Processed vs. ultra-processed foods: What’s the difference?
Think all processed foods are unhealthy? Contrary to popular belief, they’re not. For example, the baby carrots you eat as a healthy snack are considered processed foods.
What constitutes a processed food, you ask? Although definitions of “processed foods” may vary slightly, anything that changes the fundamental nature of an agricultural product – canning, heating, freezing, dicing, hydrating, etc. – results in a processed food, according to the U.S. Department of Agriculture. Some processed foods can be good for you (e.g., frozen fruits and vegetables, canned fish, whole-grain breakfast cereals) while others aren’t.
It’s more the ultra-processed foods you need to limit. These are your “snacks, drinks, ready meals, and many other products created mostly or entirely from substances extracted from foods or derived from food constituents with little if any intact food,” the American Heart Association says. Examples include packaged chips, soft drinks and candy. These foods can lead to higher calorie consumption and weight gain, researchers from the National Institutes of Health concluded in a recent study.

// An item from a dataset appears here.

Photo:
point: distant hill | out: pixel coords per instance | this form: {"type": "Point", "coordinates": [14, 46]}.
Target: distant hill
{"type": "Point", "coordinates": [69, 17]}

So, what can health-conscious consumers do? The association has some suggestions:
- Choose whole foods that have gone through a minimum amount of industrial processing. Bagged spinach and cut vegetables are examples of these.
- When choosing packaged bread, skip white bread in favor of something with lots of whole grains.
- When making a sandwich, go with a lean protein source: a nut butter or an avocado.
- Be aware of and read the nutrition information on food package labels. “Choose products without a lot of sodium, added sugars and unhealthy fats,” the association says.